Hopefully we don't see this anymore this season. 
Snowy and cold winter to say the least.


----------



## NorthernProServ (Nov 26, 2013)

Nice pic! ! !


----------



## potskie (Feb 9, 2011)

Couldn't resist.


----------



## Camden (Mar 10, 2007)

potskie;1790914 said:


> Couldn't resist.


A long time ago I read the story behind that pic but I can't remember it now. Any chance you know?


----------



## IPLOWSNO (Oct 11, 2008)

Yea I can our plows do the same thing, but at first they left a gap and I could get around them, then they tightned up! Trapping me behind them!!

So I got off an exit and raced them thru the other side, I made it even taped it lol people must of been pissed seeing me do it!! It was priceless


----------



## potskie (Feb 9, 2011)

Camden;1790921 said:


> A long time ago I read the story behind that pic but I can't remember it now. Any chance you know?


I believe it's drifting on the south Labrador highway. You know the usual there lol


----------



## SnowGuy73 (Apr 7, 2003)

GreenStuff;1783923 said:


> Too funny not to share for my fellow MN plowers. Who else can relate?


I think I've seen that picture 421 times in my life.... 401 times are from this season alone!


----------



## Grassman09 (Mar 18, 2009)

GreenStuff;1783923 said:


> Too funny not to share for my fellow MN plowers. Who else can relate?


And they all have there spinners going hammering down the salt. Each additional truck picks up half of each others salt with there plow.


----------



## Landcare - Mont (Feb 28, 2011)

potskie;1790951 said:


> I believe it's drifting on the south Labrador highway. You know the usual there lol


That was from here:

http://www.thedieselgypsy.com/Labrador Snow.htm


----------



## grandview (Oct 9, 2005)




----------



## cbservicesllc (Aug 5, 2011)

grandview;1791400 said:


>


Wait... there's a meanwhilein website???? Seriously though... if this picture were to happen here I'd quit...


----------



## Camden (Mar 10, 2007)

Landcare - Mont;1791398 said:


> That was from here:
> 
> http://www.thedieselgypsy.com/Labrador Snow.htm


Very cool. How do you think the trackhoe knows where the roads is as he digs? I'm sure it's not a straight road.


----------



## NorthernProServ (Nov 26, 2013)

GreenStuff;1783923 said:


> Too funny not to share for my fellow MN plowers. Who else can relate?

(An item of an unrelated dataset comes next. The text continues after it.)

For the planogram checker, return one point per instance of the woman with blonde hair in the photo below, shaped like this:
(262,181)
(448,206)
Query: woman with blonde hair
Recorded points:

But damn, we are driving some old trucks!


----------



## scott3430 (Dec 28, 2010)

I'm ready for spring. But come November, these pics are exciting to see.


----------



## IPLOWSNO (Oct 11, 2008)

There's money to be made shoveling roofs you just need to be 20 to do it!!


----------



## grandview (Oct 9, 2005)

IPLOWSNO;1792334 said:


> There's money to be made shoveling roofs you just need to be 20 to do it!!


And closer to the ground.


----------